Marketing of Energy Drinks

Marketing of energy drinks focuses on their stimulant effects and perceived benefits such as increased performance, attention, stamina, and weight loss, which remain unproven (1). Energy drink advertising targets young males with a focus on promoting the psychoactive, performance-enhancing, and stimulant effects of energy drinks. The marketing of some brands even attempt to glorify drug use (1) with one brand going as far as advertising itself as “the legal alternative” to cocaine (41). Further, a study found that self-reported measures of masculinity and risk taking behaviors were positively associated with frequency of energy drink consumption (28). In 2010, the Food and Drug Administration of the US announced that caffeine was unsafe for use as an additive to alcoholic beverages and the Federal Trade Commission notified manufacturers that they were potentially engaged in the illegal marketing of unsafe alcoholic drinks (4).

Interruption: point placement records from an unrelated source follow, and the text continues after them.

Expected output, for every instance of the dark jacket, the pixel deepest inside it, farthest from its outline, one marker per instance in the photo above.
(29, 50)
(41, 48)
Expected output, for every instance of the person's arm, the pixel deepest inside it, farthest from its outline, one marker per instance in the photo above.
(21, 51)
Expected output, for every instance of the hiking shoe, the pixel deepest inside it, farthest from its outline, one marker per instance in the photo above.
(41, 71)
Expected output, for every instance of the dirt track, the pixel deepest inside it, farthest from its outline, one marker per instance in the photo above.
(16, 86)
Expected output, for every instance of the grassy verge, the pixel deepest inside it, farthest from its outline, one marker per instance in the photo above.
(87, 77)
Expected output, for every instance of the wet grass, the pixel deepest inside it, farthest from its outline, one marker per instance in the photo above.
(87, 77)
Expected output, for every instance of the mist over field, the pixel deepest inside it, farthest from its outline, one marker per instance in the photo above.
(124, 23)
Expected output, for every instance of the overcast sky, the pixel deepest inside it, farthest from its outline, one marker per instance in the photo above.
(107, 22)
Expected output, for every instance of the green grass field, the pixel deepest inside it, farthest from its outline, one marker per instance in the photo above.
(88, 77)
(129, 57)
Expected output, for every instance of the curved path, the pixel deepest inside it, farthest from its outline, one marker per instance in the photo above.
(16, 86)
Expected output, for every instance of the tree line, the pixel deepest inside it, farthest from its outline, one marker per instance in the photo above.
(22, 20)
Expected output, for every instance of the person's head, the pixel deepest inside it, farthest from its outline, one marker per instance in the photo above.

Marketing campaigns that focus on improved performance, as well as a target market of children and adolescents and inadequate labeling, can increase the risk of caffeine intoxication from energy drink consumption (1). The aggressive marketing of energy drinks and the association of some brands with athletes and sporting events has led to many athletes consuming energy drinks before competitions to improve performance (42) or to recover expended energy after competition (5). In Europe, a study found that 41% of adolescents consumed energy drinks for physical activity purposes (2). Excessive caffeine consumption combined with strenuous physical activity can be dangerous (36), and the association of energy drinks with sports performance should be reconsidered.

Existing Policies

Several countries have enacted measures to regulate the labeling, distribution, and sale of energy drinks that contain significant amounts of caffeine. Since 2004, European regulations have enforced additional caffeine labeling for energy drinks that contain at least 150 mg/l of caffeine (43). From 2014, these will be strengthened to ensure that all beverages with high-caffeine content or with caffeine added for its physiological effects will be labeled with the statement “High caffeine content. Not recommended for children or pregnant or breast-feeding women,” followed by the caffeine content expressed in mg/100 ml (2).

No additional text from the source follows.